Certos homens nascem para ser pequenos, alguns, são de facto, pequenos para sempre, pois o Universo precisa desse equilíbrio entre grandes e pequenos para existir.
Este homem, sim, este homem, pegava no fogo que trazia no peito e desperdiçava-o em inutilidades, convencido que, seriam as inutilidades a darem-lhe o impulso quixotesco de que necessitava. Ai que tolo, tão grande tolo!
Os homens são todos pequenos, todos insignificantes à partida, e só os grandes sobressaiem das sombras comos cogumelos renascidos da podridão.

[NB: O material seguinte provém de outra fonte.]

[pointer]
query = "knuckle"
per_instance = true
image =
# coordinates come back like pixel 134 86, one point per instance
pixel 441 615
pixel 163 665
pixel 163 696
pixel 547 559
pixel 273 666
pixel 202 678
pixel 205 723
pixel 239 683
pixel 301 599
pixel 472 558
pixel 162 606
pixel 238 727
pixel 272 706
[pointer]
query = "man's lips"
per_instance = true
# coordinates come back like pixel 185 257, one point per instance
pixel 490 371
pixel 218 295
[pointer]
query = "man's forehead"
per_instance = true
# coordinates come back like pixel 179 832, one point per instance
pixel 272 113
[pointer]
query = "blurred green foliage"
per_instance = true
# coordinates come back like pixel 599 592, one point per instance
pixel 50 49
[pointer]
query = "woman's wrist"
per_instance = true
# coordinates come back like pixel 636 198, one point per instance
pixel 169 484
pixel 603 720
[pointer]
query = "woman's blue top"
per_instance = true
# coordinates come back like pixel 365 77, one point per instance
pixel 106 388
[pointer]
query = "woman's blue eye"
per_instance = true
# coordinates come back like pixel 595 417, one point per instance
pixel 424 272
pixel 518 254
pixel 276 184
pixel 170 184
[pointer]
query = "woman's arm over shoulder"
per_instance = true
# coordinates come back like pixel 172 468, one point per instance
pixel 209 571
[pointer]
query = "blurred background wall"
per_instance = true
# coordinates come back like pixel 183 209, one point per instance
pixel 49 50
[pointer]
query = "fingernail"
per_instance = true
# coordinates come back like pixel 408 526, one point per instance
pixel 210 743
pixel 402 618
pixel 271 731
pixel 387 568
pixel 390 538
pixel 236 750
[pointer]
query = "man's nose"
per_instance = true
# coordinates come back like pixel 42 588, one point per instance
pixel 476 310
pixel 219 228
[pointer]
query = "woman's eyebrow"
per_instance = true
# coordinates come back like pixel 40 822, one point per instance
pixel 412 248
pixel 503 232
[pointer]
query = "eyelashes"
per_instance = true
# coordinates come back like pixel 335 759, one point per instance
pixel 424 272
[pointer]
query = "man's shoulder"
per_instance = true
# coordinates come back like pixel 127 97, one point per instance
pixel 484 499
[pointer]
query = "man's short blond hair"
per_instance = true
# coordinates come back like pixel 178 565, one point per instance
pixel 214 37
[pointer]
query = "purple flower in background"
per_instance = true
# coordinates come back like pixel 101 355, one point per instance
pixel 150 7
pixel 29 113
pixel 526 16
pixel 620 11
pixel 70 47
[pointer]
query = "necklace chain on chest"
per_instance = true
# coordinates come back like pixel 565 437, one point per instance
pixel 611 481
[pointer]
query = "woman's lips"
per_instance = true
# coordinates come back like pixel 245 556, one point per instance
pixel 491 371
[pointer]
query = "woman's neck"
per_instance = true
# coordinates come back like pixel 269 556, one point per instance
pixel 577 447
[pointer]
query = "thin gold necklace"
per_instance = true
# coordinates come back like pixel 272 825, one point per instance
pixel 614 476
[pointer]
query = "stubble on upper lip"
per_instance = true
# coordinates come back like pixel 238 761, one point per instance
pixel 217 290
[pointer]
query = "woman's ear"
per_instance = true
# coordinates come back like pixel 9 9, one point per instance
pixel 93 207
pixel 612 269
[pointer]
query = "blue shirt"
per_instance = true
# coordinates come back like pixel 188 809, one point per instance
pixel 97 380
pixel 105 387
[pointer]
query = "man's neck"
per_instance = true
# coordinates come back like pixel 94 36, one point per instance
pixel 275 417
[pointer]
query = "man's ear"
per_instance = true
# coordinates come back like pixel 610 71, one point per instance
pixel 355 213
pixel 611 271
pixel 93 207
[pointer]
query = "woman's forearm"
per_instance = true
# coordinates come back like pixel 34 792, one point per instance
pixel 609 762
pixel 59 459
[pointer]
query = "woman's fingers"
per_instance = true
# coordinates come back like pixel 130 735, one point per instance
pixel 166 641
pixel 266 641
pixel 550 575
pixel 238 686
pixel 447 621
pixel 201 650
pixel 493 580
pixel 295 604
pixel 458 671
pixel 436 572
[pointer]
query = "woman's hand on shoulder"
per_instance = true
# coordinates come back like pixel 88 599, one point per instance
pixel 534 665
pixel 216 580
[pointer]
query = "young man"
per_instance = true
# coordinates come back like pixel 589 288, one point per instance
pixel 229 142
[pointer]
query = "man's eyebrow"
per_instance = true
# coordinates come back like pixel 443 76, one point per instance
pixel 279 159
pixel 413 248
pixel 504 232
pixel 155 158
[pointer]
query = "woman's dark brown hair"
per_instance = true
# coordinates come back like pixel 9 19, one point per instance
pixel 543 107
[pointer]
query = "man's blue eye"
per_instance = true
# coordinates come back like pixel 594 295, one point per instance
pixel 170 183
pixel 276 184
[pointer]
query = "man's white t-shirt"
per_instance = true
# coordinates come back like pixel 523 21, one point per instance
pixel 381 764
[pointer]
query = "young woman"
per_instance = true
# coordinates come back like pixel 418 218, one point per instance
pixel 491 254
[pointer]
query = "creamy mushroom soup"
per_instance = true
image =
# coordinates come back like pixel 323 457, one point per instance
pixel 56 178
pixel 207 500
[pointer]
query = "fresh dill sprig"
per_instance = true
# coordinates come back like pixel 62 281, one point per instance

Mas, ele não o sabia. Não queria saber, ou, fazia de conta que não podia saber.
O homem é só chicha quente e amorfa, ossos sólidos, sangue estagnado e a irracionalidade de estragar tudo. O homem é uma onda gigante que vem, destrói, e vai embora, sem remorsos. As ondas não sentem.
Todavia, ele não o sabia, ele não sabia, a sério!
Parecia determinado em complicar tudo. Quase uma coisa entre o querer e o fazer naturalmente, evitando a naturalidade genuína da alma pelo meio. Vou ali e apresento um livro, estou aqui e escrevo diariamente... tolices! - Na grande maioria dos dias, bebia até se tornar um desalmado honesto novamente. Bebia e fumava como um morto a prestações.
As mulheres queriam-no longe, porque cheirava mal e era feio, gordo, disforme e atrapalhava a natural descendência da humanidade com a sua existência infecta. - Oh, que tolo era este homem! - Nenhuma palavra o salvaria do fim que lhe destinava a falta de alma eterna. Era grotesco e aos ogres ninguém lhes perdoa um deslize, grosso modo, a falta obscena de não terem nascido homens bonitos.
Porém, e por ser tolo, ele acreditava ainda em tudo. Queria crer à viva força, que as palavras o salvariam a tempo do arrasto inevitavel da eterna nulidade.
Este homem era feito de uma erudição plebeia, de uma criatividade sem razão nos dias em que vivia, e por isso, sim, por isso mesmo, esse homem morreu cedo demais.
Morreu, porque não há lugar para sonhadores num mundo de gigantes, é uma aflição espiritual que não pode ter lugar certo neste mundo de extraordinários titãs de almas direitas.
Soube-se mais tarde, nesse exacto dia, que era o seu aniversário, e que, os desalmados, são o que de mais próximo existe de humanidade neste mundo de enormes malditos. Assim passou mais um ano sem haver nada de nota na sua vida.